Bobi Wine, who had rallied young Ugandans behind his call for political change, called the results a complete fraud.
“It’s an election that was taken over by the military and the police,” he said in a phone interview from inside his home in the capital, Kampala, which was surrounded by soldiers who he said had forbidden him from leaving.
“It further exposes how dictatorial the Museveni regime is, It’s a mockery of democracy,” Bobi Wine added.
The army’s deputy spokesman, Deo Akiiki, told Reuters that security officers at Wine’s house were assessing threats he could face by going out.
After the results were announced, many neighborhoods in normally bustling Kampala were unusually quiet as nightfall approached. Soldiers and police who had patrolled throughout the day remained on the streets in large numbers, witnesses said.
Hundreds of the president’s supporters rode motorcycles from the election tallying centre to downtown, where people danced with posters bearing the president’s face.
Museveni, 76 and in power for 35 years, campaigned for another term arguing his long experience in office makes him a good leader and promising to keep delivering stability and progress.
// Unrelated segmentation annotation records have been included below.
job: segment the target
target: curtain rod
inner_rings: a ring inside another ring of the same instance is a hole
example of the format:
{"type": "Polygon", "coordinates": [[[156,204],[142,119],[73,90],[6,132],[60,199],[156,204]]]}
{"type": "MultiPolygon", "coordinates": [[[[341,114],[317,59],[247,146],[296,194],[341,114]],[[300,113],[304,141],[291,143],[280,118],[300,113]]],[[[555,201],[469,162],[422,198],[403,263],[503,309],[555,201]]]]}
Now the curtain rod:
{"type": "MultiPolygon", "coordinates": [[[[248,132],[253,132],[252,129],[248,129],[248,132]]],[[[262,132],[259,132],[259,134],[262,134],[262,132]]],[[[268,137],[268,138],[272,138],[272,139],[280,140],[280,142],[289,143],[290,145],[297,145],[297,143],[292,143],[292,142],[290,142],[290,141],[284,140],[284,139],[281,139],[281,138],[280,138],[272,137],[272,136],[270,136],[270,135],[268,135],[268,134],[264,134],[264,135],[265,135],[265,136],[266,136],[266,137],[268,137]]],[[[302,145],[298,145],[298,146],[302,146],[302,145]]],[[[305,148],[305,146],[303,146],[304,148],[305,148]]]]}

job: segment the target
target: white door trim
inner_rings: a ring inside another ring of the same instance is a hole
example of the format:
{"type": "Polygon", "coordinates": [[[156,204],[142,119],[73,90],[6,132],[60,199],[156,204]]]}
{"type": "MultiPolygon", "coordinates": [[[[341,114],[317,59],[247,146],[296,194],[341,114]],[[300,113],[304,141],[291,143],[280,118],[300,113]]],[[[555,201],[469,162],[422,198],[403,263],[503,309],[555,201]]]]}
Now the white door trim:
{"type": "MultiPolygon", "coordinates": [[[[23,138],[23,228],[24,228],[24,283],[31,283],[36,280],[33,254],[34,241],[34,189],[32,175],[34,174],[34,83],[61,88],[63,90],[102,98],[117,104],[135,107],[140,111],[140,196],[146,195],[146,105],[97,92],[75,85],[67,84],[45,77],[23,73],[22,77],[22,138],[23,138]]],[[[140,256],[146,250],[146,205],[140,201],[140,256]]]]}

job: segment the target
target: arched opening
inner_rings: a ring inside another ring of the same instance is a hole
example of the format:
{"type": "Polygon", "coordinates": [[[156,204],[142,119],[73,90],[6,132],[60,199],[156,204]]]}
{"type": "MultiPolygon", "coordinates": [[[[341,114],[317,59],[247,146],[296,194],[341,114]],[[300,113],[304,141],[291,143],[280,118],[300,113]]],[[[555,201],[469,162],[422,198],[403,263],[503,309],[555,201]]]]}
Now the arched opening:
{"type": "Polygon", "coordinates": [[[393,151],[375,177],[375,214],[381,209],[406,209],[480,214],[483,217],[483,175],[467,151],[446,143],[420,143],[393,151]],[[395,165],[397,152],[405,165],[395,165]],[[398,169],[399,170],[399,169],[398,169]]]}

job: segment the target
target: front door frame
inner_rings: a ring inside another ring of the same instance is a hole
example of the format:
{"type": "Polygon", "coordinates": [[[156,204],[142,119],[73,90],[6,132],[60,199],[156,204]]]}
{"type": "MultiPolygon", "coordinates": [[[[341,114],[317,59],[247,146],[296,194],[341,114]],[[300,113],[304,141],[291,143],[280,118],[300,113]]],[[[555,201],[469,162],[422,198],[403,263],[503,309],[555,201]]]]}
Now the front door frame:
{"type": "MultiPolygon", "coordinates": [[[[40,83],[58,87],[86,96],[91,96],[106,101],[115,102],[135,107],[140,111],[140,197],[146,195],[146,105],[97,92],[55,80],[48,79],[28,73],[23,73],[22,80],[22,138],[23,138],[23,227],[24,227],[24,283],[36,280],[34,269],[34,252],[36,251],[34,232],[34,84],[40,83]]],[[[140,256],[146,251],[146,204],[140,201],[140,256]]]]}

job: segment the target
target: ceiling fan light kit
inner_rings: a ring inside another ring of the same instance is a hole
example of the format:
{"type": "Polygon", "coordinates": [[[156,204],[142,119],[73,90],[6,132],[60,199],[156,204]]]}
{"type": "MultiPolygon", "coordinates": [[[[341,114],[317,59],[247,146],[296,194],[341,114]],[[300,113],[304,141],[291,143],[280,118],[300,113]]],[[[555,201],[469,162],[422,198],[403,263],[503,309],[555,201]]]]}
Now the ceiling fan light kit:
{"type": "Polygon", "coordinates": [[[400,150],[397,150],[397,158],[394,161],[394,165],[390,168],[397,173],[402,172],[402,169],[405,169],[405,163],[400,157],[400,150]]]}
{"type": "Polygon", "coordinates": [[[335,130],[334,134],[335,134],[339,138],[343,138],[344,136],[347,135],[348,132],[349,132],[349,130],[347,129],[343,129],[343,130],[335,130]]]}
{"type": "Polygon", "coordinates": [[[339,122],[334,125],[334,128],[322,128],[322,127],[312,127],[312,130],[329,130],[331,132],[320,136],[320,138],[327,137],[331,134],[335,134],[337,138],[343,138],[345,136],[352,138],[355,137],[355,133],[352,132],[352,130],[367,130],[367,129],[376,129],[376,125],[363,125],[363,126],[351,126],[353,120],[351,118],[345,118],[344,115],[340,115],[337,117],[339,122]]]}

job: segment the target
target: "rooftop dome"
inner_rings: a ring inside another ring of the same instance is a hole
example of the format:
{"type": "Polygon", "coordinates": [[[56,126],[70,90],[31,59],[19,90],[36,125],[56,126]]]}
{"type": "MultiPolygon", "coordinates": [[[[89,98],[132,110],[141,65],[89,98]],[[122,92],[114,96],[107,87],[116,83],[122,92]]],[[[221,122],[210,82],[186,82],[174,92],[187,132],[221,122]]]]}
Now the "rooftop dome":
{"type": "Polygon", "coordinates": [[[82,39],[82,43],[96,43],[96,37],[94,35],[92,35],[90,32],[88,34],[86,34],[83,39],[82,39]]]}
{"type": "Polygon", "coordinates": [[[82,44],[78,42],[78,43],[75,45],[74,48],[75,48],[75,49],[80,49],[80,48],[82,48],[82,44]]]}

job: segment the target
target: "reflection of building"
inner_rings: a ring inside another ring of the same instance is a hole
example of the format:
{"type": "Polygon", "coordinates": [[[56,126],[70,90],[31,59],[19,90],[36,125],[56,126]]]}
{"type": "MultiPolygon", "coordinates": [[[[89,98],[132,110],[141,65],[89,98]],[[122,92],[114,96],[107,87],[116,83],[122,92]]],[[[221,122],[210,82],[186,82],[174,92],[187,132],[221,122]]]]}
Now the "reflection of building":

Bobi Wine, galvanised young Ugandans with his calls for political change and pledged to end what he calls dictatorship and widespread corruption.
On Friday, Bobi said he had video proof of voting fraud and would share the videos as soon as internet connections were restored. The government ordered the internet shut down the day before the election, and the blackout was still in place.
Electoral Commission Chairman Simon Byabakama said on Friday that under Ugandan law, the burden of proof rested with Wine.
In the parliamentary election, where candidates were vying for 529 seats, results were still coming in but media reported that 56 candidates from Bobi Wine’s National Unity Platform (NUP) had won their races, while the Forum for Democratic Change (FDC), previously the largest opposition party, had so far won 34 seats.
The country’s vice president, Edward Ssekandi, was one of a number of senior ruling party lawmakers who lost their seats, according to broadcaster NTV Uganda.
The FDC won 35 seats in the 2016 election, but the NUP had no seats in the previous parliament – Wine was elected as an independent and joined the party last year.